Five years after the breaching of Edwards Dam in Maine, dam removal continues steadily. A report released July 21 by American Rivers estimates that 60 dams will be removed by year’s end, says Eric Eckl, a spokesman for the Washington, D.C.-based environmental group.

A feasibility study released within days of the survey details a program that would dwarf those removals. A $110-million proposal to restore a watershed in Ventura County, Calif., includes removing the largest dam ever to be demolished in the U.S.

"Nothing like this has been done on this scale in this type of environment," claims Paul Jenkin, coordinator for the Matilija Coalition, a longtime advocate of removing the 190-ft-tall, 620-ft-long Matilija Dam. The plan has "the potential for a real case study in watershed restoration," Jenkin says.

Located on the Ventura River in Los Padres National Forest, about 16 miles from the Pacific Ocean, the 57-year-old concrete arch dam blocks the southern steelhead, an endangered species of trout, from prime spawning grounds. By trapping sediments, the dam has eroded breeding areas and deprived beaches of sand. Notching and sedimentation have reduced the reservoir’s capacity to an estimated 500 acre-ft, only 7% of the dam’s original capacity.


The study identifies extensive measures required before demolition. The key challenge "is how to deal with moving the 6 million cu yd of sediment that are trapped behind the dam," says Jonathan Vivanti, feasibility study manager for the U.S. Army Corps of Engineers’ Los Angeles District.

"The big issue is going to be downstream water supply," says Jeff Pratt, director of the Ventura County Watershed Protection District, the dam’s owner. The proposal includes provisions to protect Lake Casitas and other surface water sources. About 2 million cu yd of fine material trapped behind the dam would be removed through a temporary 2-mile-long slurry pipeline and deposited at a 118-acre site. An 8-mile-long pipeline from Lake Casitas will supply water for the slurry.

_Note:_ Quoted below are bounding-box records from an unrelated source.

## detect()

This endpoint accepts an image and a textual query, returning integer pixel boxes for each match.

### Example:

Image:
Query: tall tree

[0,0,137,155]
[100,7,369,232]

To allow the steelhead and other fish to reach spawning areas, about 1.1 million cu yd of material would be excavated to create a 100-ft-wide, 2-mile-long, soil-cement-lined channel. Eroding material now held back by the dam will increase the volume of water during floods, so a new downstream levee would be constructed and two existing levees raised about 5 ft.

Demolition methods would be up to the contractor but Vivanti says blasting is the most likely technique. The program could start as early as 2008 and take about three years for completion, says Vivanti.